Thursday, June 12, 2008

How my project reduces cognitive load

My project employs the strategies of pre-training, segmenting, weeding, signaling, and aligning words and pictures. The website is here:

Pre-training: When students are encountering the website for the first few times, they will be using it as a learning resource. They will use the 'find' link to look up vocabulary words and concepts they don't understand yet. This will enable them to work successfully on their own robotics project that they can later share with others on the website. Students with more knowledge of the vocabulary and a finished project can use the 'share' link when they are ready to upload a project of their own.

Segmenting: There will be a lot of information of different kinds on the website. Some will be more abstract, such as the vocabulary and concepts, whereas the projects will be applied and concrete. It is very important that the different types of information are clearly categorized so students can find exactly what they are looking for without being confronted with a lot of overwhelming or distracting information. The DHTML menus help a lot in this regard, because originally I had vocabulary, concepts, projects, and creators (engineers) all arranged in columns on one 'find' page. This could be overwhelming to see and cause cognitive overload just trying to distinguish which column you need to focus on. The DHTML menus clearly distinguish the categories with simple labels and allow the student to navigate to the information they need without having to sort through it all.

Weeding: The information on the website is very concise, so I don't need to weed it, or eliminate the extraneous information. The way information gets on the site is what does the weeding. People will submit information with a form that has very concise labels, so extraneous information can't be added. And I haven't included information that doesn't facilitate learning to program robots in some way, such as a photo gallery of random kids with robots or something.

Signaling: The navigation provides the first layer of signaling, guiding the students clearly to the type of information they need to find. On the sub-pages it is clear how to get to the home page and the other sections, so the basic organization of the site's information is clear to the user throughout.

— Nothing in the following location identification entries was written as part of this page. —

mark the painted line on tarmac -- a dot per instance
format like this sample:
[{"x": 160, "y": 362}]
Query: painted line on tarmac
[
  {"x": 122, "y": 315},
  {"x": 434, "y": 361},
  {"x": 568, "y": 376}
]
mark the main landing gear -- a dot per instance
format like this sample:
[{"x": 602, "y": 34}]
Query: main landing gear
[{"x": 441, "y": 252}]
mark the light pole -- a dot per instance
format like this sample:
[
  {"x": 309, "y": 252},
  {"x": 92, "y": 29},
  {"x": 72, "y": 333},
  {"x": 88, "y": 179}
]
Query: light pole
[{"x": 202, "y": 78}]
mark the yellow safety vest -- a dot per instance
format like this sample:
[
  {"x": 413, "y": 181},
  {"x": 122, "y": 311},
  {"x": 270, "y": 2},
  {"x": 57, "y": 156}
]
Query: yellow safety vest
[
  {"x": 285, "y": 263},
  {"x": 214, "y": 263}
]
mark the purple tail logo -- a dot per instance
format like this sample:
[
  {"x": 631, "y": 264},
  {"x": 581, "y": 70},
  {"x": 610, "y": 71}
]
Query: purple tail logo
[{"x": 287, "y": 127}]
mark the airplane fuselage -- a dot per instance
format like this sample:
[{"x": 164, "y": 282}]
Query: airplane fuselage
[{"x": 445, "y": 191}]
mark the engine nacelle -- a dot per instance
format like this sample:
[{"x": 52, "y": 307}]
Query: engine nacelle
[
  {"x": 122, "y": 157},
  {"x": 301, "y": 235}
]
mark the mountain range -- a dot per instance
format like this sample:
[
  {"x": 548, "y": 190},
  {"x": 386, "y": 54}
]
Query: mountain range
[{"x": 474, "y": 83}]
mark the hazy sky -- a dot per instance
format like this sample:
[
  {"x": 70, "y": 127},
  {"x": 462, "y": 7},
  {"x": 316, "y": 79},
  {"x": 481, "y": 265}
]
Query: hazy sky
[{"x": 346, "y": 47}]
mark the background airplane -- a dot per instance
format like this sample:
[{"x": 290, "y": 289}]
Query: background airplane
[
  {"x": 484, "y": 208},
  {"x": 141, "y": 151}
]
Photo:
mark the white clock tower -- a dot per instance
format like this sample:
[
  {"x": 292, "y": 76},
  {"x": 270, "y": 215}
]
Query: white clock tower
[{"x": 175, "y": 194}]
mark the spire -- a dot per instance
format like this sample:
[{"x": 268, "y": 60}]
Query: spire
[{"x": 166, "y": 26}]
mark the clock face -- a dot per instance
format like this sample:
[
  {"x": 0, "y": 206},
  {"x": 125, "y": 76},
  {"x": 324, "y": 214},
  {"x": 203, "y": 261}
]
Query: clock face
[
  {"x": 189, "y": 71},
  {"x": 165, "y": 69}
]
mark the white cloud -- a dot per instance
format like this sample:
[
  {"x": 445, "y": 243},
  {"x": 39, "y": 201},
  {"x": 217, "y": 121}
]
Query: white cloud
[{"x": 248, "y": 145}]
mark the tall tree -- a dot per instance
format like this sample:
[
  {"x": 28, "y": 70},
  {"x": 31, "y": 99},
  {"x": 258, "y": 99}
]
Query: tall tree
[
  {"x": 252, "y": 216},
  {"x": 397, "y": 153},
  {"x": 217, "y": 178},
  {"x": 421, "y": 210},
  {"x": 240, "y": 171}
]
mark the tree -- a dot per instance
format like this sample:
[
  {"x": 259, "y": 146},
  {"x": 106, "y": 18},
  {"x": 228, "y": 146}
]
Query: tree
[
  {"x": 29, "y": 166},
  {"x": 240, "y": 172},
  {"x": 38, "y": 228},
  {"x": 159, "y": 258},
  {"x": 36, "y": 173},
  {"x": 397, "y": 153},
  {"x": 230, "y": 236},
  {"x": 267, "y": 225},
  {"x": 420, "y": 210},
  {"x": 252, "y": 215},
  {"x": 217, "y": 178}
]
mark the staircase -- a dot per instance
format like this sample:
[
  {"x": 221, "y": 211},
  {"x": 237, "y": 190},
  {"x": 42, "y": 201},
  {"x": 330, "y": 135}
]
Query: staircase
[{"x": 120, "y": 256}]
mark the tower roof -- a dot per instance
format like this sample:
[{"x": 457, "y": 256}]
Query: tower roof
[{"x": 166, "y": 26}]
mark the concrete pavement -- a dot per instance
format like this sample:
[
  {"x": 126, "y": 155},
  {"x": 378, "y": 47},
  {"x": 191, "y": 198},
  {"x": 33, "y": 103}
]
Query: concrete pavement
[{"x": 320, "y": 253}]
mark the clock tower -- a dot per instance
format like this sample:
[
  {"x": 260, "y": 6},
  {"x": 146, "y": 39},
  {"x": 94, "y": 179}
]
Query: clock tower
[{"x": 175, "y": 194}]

Aligning pictures and text: The table layout maintains a close arrangement of pictures and text. Pictures and text are used together on the pages where projects are featured. The pictures and text are side-by-side rather than above and below to prevent the need for scrolling down to access part of the text or picture.

1 comment :

Rebecca said...

I always thought your website project is really well-made and organized. I see that you put lot of effort to apply those reducing cognitive overload principles. It was really hard for me to apply to my website and as I read this, I kind of grasp the idea how to make mine to be applied this theory in to practice..thanks:)
I think what you are doing with the codes is brilliant,I think it's easy to navigate and easy to find things they want to know.